Yellin-Mor, Natan (1913–1980)
YELLIN-MOR, NATAN (1913–1980)
Israeli underground leader. Born as Nathan Friedman-Yellin in Grodno, Poland, Natan Yellin-Mor became active in the Polish branch of Betar, then in the Irgun Zvaʾi Leʾumi. With Abraham Stern, he edited the Irgun's Polish newspaper, Di Tat. He then left for Palestine with Stern, joining Stern's underground organization, Lohamei Herut Yisrael (LEHI), which conducted a campaign of propaganda and terror attacks against the British. After Stern's death in 1942, Yellin-Mor assumed leadership of LEHI, as part of a triumvirate, along with Israel Eldad and Yitzhak Shamir. Yellin-Mor was tried and convicted in 1949 for the 1948 assassination of United Nations emissary Count Folke Bernadotte.
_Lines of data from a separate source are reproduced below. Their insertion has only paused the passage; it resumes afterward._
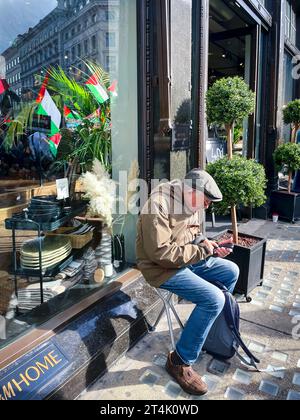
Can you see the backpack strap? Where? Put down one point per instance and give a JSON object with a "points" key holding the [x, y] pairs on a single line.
{"points": [[232, 325], [228, 312]]}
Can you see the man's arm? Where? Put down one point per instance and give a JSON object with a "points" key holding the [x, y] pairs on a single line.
{"points": [[158, 245]]}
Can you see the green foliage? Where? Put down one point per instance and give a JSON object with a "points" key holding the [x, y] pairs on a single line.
{"points": [[92, 138], [229, 100], [19, 125], [74, 93], [242, 182], [291, 113], [288, 155]]}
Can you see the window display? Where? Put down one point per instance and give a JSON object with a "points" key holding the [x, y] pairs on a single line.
{"points": [[68, 106]]}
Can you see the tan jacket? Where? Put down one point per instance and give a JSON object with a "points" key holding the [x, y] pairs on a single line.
{"points": [[163, 244]]}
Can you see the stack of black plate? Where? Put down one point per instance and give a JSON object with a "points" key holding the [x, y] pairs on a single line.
{"points": [[45, 209]]}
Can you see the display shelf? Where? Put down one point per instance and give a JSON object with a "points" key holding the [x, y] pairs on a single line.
{"points": [[52, 271], [19, 222]]}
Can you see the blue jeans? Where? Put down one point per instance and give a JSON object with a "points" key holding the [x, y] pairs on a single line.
{"points": [[193, 284]]}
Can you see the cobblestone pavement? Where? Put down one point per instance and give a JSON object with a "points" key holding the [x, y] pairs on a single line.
{"points": [[267, 327]]}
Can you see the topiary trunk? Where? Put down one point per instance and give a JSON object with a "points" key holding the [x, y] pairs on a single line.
{"points": [[290, 182], [294, 133], [229, 129]]}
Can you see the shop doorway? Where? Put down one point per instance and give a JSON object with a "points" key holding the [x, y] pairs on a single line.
{"points": [[234, 51]]}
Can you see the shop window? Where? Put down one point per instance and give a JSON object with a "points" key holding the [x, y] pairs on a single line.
{"points": [[290, 22], [110, 115]]}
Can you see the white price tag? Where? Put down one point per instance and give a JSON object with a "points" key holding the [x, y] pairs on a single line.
{"points": [[62, 186]]}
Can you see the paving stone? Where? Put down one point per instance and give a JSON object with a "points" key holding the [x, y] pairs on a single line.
{"points": [[284, 293], [149, 378], [160, 360], [267, 289], [293, 396], [217, 367], [269, 388], [262, 296], [242, 377], [281, 357], [296, 379], [257, 303], [234, 394], [173, 389], [257, 347], [293, 313], [279, 300], [276, 371], [277, 308], [212, 382], [287, 286]]}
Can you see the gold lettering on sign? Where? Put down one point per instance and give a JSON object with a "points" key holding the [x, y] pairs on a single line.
{"points": [[31, 375]]}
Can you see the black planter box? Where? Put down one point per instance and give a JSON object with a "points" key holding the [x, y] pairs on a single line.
{"points": [[251, 262], [287, 205]]}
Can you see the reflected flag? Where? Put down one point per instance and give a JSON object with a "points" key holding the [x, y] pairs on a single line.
{"points": [[97, 90]]}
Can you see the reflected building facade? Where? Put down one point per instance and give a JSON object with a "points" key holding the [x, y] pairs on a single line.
{"points": [[73, 31]]}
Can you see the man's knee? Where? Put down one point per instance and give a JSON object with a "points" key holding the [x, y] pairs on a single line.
{"points": [[216, 302]]}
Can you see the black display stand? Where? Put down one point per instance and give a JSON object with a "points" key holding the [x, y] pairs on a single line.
{"points": [[20, 222]]}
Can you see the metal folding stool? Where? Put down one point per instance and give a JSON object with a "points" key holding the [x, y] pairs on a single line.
{"points": [[167, 298]]}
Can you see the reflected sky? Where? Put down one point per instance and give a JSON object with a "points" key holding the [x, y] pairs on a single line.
{"points": [[16, 16]]}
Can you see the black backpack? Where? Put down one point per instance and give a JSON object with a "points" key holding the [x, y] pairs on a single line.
{"points": [[224, 339]]}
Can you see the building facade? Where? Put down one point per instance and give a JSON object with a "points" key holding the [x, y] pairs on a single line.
{"points": [[164, 55], [73, 31]]}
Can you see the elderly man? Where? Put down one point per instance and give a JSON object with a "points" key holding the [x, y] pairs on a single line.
{"points": [[173, 255]]}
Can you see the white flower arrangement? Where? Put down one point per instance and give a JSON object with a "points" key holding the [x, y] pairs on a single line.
{"points": [[100, 190]]}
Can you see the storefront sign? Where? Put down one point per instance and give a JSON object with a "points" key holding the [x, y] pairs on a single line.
{"points": [[23, 379], [215, 149], [181, 137]]}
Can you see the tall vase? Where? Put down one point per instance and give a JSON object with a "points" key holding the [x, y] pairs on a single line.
{"points": [[104, 253]]}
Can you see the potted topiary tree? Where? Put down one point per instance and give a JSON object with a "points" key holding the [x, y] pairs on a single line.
{"points": [[242, 182], [287, 203], [229, 101], [291, 115]]}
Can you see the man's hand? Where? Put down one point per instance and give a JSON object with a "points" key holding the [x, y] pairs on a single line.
{"points": [[223, 252], [210, 246]]}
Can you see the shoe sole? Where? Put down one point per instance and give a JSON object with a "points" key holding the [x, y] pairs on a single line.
{"points": [[185, 389]]}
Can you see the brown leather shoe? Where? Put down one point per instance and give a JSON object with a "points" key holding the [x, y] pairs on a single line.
{"points": [[187, 378]]}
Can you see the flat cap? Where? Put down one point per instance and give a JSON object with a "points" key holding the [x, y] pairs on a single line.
{"points": [[201, 181]]}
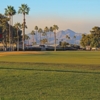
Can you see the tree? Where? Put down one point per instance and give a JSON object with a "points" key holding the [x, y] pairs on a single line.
{"points": [[4, 30], [10, 11], [24, 9], [27, 38], [92, 39], [51, 30], [36, 29], [17, 27], [33, 33], [75, 38], [55, 27], [40, 31], [46, 30]]}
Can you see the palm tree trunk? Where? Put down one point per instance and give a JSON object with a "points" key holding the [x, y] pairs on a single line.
{"points": [[17, 41], [23, 32], [33, 39], [40, 38], [55, 40], [9, 34], [50, 37]]}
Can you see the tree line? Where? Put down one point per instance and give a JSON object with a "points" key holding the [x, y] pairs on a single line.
{"points": [[10, 34], [92, 39]]}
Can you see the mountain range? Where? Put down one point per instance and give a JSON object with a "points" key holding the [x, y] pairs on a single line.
{"points": [[60, 36]]}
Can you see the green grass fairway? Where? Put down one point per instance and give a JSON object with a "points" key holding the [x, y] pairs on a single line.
{"points": [[50, 76], [92, 57]]}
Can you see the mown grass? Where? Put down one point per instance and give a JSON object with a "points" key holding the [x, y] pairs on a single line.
{"points": [[37, 80], [75, 57]]}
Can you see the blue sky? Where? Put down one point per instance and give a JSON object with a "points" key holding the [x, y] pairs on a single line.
{"points": [[78, 15]]}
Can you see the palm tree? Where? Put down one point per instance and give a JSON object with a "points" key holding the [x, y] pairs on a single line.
{"points": [[24, 9], [46, 30], [51, 30], [27, 38], [75, 38], [10, 11], [17, 27], [55, 27], [33, 33], [40, 31], [36, 29]]}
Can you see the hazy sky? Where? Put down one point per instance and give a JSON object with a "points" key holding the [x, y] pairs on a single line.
{"points": [[77, 15]]}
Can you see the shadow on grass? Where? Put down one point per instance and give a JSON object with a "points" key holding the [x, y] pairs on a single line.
{"points": [[49, 70]]}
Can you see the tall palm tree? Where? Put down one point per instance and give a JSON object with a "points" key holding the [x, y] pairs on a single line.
{"points": [[55, 28], [51, 30], [36, 29], [40, 31], [75, 38], [46, 30], [27, 38], [10, 11], [33, 33], [17, 27], [24, 9]]}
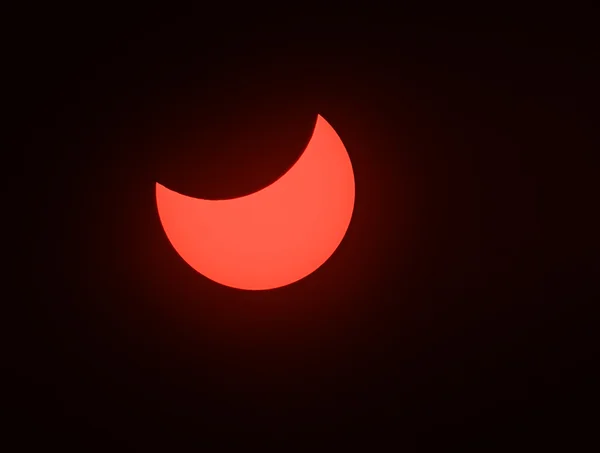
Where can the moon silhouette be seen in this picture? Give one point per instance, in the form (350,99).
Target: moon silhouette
(275,236)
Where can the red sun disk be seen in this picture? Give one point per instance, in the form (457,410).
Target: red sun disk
(275,236)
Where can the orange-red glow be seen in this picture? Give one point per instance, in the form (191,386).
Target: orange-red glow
(275,236)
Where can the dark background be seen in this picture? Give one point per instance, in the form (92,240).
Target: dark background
(458,304)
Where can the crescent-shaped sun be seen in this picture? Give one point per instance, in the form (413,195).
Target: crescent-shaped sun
(272,237)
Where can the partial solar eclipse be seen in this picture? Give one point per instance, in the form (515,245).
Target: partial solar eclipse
(272,237)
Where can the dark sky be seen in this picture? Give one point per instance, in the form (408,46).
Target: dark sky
(458,304)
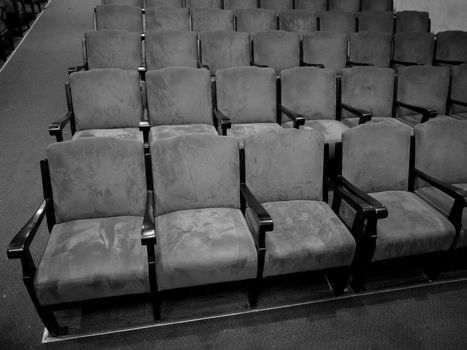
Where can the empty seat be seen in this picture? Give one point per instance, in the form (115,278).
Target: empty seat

The sentence, however, was commuted in exchange for Yellin-Mor's vow to refrain from further terrorist activities. As a leader of the Fighters Party, LEHI's political entity, he was elected to the Knesset in 1949. In later years Yellin-Mor embraced the politics of the left, renouncing Zionism and advocating the creation of an Arab-Jewish socialist state.